Seems like I’m doing a lot of Q&A work these days! There have been quite a few questions on the Neutral Zone Trap I diagrammed up a few years ago. So I decided to make a quick clarification video to resolve some of these questions. Before we jump straight in, let me just state again that there are many ways of structuring systems. Sometimes these differences are adjustments to what the other team is doing, sometimes they’re just the coach’s personal preference. Either way, use this info if it makes sense for your situation. If not, don’t use it! Here are a few key points to remember:
Neutral Zone Trap
1. The trap is a CONCEPT: make it look like the board-side breakout is open, then systematically shut it down
2. There is more than one way this can be done
3. Adjustments should be made depending on how high the opposing team’s wingers are, and where the breakout is initiating from
4. Ability to angle will make or break the trap – funnel the breakout into the “kill zone”
5. Try to shut down the other team’s breakout BEFORE the red line (to eliminate the option for a dump in)
6. Generate offense with quick NZ transitions after the turnover!
Beat teams that are better than you with the Neutral Zone Trap!
The Neutral Zone Trap is a super effective forechecking set-up. In fact, it is almost too good. The reason I say that is because it allows players to “get by” on very little raw skill and ability. Because of this characteristic, I don’t recommend teaching it to younger age groups. So, if you coach an older team, add this to your team’s tool belt!
When I first moved to the states, the team I ended up on was horrible. We spent the first half of the season in last place, and double-diget losses were common place against the top teams in the league. However, half-way through the season we learned the trap. All of a sudden we began winning games… in fact, we even beat the first place team once, then tied them another time!!

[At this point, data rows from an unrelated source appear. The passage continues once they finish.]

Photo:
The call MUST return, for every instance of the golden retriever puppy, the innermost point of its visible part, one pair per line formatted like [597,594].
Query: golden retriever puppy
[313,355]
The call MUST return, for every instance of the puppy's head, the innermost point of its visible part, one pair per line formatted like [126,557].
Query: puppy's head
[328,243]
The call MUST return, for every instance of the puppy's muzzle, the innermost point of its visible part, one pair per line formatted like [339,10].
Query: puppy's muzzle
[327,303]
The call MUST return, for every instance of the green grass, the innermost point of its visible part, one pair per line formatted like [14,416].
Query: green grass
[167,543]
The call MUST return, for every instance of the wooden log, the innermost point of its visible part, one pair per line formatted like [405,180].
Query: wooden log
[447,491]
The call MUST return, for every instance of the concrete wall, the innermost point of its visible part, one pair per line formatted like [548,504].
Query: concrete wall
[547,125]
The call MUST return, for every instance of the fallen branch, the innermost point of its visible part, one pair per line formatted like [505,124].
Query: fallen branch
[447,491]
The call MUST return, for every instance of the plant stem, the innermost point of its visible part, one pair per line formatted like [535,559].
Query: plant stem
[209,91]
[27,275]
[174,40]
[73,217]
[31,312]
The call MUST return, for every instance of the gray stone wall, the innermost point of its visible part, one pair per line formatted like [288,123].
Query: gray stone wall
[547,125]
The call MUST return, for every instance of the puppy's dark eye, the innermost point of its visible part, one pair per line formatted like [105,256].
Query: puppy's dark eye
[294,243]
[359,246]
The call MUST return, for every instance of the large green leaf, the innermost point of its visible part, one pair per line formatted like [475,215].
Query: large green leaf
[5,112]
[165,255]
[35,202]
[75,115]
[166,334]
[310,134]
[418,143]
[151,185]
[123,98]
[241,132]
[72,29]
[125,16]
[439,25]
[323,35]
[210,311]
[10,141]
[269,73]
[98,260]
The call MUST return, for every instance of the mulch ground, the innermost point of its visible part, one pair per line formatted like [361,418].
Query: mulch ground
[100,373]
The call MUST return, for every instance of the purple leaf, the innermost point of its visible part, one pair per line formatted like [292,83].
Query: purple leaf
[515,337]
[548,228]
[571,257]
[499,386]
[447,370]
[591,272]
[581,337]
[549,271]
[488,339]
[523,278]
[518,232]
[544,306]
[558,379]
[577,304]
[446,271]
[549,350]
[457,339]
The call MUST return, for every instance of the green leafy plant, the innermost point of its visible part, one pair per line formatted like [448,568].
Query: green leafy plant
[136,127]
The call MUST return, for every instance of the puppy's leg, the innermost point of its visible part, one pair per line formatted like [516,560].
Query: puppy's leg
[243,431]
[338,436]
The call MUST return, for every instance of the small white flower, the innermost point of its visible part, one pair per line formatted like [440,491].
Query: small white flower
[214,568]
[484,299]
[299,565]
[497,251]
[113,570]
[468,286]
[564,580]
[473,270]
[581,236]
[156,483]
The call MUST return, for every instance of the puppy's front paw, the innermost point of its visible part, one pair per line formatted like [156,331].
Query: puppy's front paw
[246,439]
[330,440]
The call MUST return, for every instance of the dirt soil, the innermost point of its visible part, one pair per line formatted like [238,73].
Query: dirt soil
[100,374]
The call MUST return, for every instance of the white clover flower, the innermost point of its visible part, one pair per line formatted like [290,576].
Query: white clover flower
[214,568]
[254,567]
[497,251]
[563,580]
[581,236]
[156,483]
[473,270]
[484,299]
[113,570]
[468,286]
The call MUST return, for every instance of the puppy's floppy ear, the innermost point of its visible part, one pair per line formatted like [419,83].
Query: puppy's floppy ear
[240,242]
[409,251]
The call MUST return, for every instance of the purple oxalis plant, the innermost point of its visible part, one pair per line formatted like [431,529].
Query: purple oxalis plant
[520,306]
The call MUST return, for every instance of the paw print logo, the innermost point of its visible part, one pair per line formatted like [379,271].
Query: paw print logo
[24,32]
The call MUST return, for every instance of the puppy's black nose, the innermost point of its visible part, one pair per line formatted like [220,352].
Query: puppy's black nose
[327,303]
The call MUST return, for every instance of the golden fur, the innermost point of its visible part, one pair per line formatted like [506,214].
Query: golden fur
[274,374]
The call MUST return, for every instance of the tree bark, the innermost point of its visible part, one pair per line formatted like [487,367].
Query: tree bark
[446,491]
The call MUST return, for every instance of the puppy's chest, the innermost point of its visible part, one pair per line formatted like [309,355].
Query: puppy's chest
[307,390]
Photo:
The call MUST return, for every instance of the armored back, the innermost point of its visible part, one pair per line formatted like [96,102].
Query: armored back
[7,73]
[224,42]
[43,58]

Our team didn’t win the championship or anything (there was just too much lack of talent to overcome), but we did make a respectable playoff push at the end of the season, largely due to good execution of the trap.
Use the 1-2-2 “Foosball” Forecheck to trap your opponent in his zone
The 1-2-2 “Foosball” Forecheck is a great forecheck to add to your hockey systems repertoire. When executed correctly, it is effective at all levels of play, from youth all the way up through Junior and College level hockey.
The key to making this forechecking system work is to have everybody know, understand, and execute their roles properly. When this happens, the 1-2-2 “Foosball” Forecheck works similarly to a neutral zone trap – except that it happens in the offensive zone!